Before a recent trip to the aircraft carrier Independence off the coast of Southern California, I thought a cod was a fish or, maybe, a hook-shaped peninsula as in Cape Cod.
But there is another kind of COD. It is a small, propeller-driven aircraft that delivers supplies and passengers to Navy aircraft carriers. It lands and is launched much like the fighters and bombers that operate from the big carrier decks. COD, in Navy talk, means Carrier On-board Delivery.
"We'll pick up the COD at North Island Naval Air Station early Friday," Marine Maj. Jim McClain said as he outlined the final details on our trip to the carrier to do a story on pilots from El Toro Marine Corps Air Station.
"You'll really like this one," a sailor at North Island said, snickering, the next day. He pointed to the aircraft, which still had its wings folded. The plane was 57 feet long, with an 81-foot wingspan.
Now I was being strapped into my seat in the C-2A. I nervously glanced across the aisle at Times photographer Don Kelsen. There were 24 others on the plane, including former astronaut Wally Schirra, a VIP who was visiting the carrier. Unfamiliar straps crisscrossed my body. And the Navy puts its passenger seats facing the rear of the plane because, officials say, tests show this greatly improves the chances of survival in case of a crash. The inside of the plane is heavily padded, as if trouble is anticipated.
Forty minutes after we took off from North Island we landed on the carrier deck. A hook on the tail of the plane caught a cable. The stop was about the most abrupt I had ever experienced. It was my first landing on an aircraft carrier.
"You think that's bad, wait until you take off," a sailor aboard the ship commented.
The next day, I was back in the COD about to be catapulted off the deck of the Independence. As the plane taxied into position on the starboard side, the crew chief was giving final instructions for the launch.
The pilot eased the throttles to full power and the C-2A quivered.
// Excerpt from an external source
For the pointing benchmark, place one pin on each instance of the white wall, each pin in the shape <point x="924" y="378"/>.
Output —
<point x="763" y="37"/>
Sitting backward in the plane, the acceleration from the steam catapult took us from zero to 135 m.p.h. in two seconds and made me feel as if I should push my eyeballs back into my head. When we left the 175-foot-long catapult track, there was a moment of what seemed like absolute quiet. I wondered if everything was working OK. Then the propellers took hold and we were flying.
Once on the ground, I had to ask Schirra about the launch. Here's a former Navy flier who had done his share of "cat shots" from aircraft carriers. He was the third American in orbit, and was shot into space as part of the Mercury, Gemini and Apollo projects.
"It didn't feel right. I think we should have been sitting forward, not backwards," the former astronaut said. "I didn't like it."